Le vol d’une mère en difficulté prend une tournure inattendue lorsqu’un inconnu lui propose une aide vitale

Je voyageais avec mon fils de deux mois, qui pleurait constamment pendant le vol ; mon voisin de siège n’aimait pas ça, mais il a soudainement fait quelque chose… 😱😱

Ce jour-là, j’ai dû prendre l’avion avec mon fils de deux mois. Mon mari était dans une autre ville et nous allions le rejoindre seuls. Je n’avais aucune autre aide : ni famille ni amis à proximité. Les six heures de vol m’ont semblé interminables.

Mon bébé, habituellement calme et tranquille, était bouleversé ce jour-là, peut-être à cause de la pression, du bruit ou simplement de la fatigue. Il pleurait souvent et n’arrivait pas à s’endormir, et je me suis accrochée de toutes mes forces pour ne pas pleurer avec lui.

Quand l’hôtesse de l’air m’a apporté le repas, je n’arrivais même pas à penser à manger correctement. Le bébé était constamment dans mes bras : on le nourrissait, on le changeait, on essayait de l’endormir.
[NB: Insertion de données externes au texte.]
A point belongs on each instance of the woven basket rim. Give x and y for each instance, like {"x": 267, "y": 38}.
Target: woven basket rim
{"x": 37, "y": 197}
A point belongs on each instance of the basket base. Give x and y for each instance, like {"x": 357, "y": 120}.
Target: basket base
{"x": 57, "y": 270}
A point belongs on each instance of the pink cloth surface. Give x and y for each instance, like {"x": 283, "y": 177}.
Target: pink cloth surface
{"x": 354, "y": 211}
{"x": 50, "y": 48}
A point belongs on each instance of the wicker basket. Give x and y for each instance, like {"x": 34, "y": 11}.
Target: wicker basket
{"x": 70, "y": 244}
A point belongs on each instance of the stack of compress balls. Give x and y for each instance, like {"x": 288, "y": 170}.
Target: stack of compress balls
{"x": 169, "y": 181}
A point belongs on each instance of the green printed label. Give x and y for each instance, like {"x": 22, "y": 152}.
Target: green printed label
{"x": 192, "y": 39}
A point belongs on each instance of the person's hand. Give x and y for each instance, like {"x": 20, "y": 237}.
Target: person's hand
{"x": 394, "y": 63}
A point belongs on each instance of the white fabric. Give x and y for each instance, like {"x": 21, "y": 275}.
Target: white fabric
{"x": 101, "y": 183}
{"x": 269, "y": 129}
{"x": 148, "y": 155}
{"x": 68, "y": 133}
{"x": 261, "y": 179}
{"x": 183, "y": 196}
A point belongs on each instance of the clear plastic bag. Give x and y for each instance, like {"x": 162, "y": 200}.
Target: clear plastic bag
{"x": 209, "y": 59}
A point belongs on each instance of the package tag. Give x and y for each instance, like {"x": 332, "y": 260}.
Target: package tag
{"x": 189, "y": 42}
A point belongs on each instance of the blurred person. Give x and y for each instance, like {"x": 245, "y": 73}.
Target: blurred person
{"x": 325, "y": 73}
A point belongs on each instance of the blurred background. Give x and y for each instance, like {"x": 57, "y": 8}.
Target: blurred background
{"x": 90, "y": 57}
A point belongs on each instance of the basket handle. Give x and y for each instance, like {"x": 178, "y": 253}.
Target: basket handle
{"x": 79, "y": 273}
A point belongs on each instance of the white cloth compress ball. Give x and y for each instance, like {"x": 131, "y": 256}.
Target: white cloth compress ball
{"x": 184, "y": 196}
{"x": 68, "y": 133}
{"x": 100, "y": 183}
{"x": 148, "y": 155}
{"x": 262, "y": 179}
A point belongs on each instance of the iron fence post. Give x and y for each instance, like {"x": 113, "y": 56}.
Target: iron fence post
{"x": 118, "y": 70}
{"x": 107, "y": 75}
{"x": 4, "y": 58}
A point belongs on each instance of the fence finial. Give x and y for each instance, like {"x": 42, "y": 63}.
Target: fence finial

C’est ma routine. Je ne me plains pas. Mais cette fois, un homme en costume était assis à côté de moi ; il semblait clairement en voyage d’affaires important. Il avait l’air fatigué, irrité, soupirait lourdement, nous lançait des regards en coin et marmonnait pour lui-même. Ça me faisait encore plus mal. Je ne pouvais même pas le regarder sans me sentir coupable. Je savais qu’il se retenait à peine de m’agresser.

Je me suis accrochée de toutes mes forces jusqu’à ce que l’homme me regarde et dise quelque chose qui m’a laissée choquée pendant un moment 😲😲

« Donne-moi le bébé. Je le tiendrai dans mes bras, et toi, tu te reposeras un peu. »

J’étais abasourdi.

« Désolé, merci, non, ce n’est pas grave… Désolé de vous avoir dérangé… »

« Ce n’est rien », dit-il. « Je suis médecin. Pédiatre. J’ai deux enfants à la maison. Je sais ce que c’est. Prendre l’avion, c’est stressant, surtout pour des petits comme lui. Allez, n’ayez pas peur. »

Je lui ai délicatement tendu mon fils. L’homme le tenait avec assurance et calme. Et le bébé – pour la première fois depuis longtemps – a cessé de pleurer et s’est endormi tranquillement dans ses bras.

J’ai fermé les yeux et dormi presque une heure. C’était la meilleure heure de ma journée.

Nous n’avons presque plus parlé après cela. Mais quand l’avion a commencé à descendre, il m’a doucement tendu mon fils et m’a dit :

« Tu es une mère très forte. N’en doute jamais. »

Et je me souviendrai longtemps de ces mots.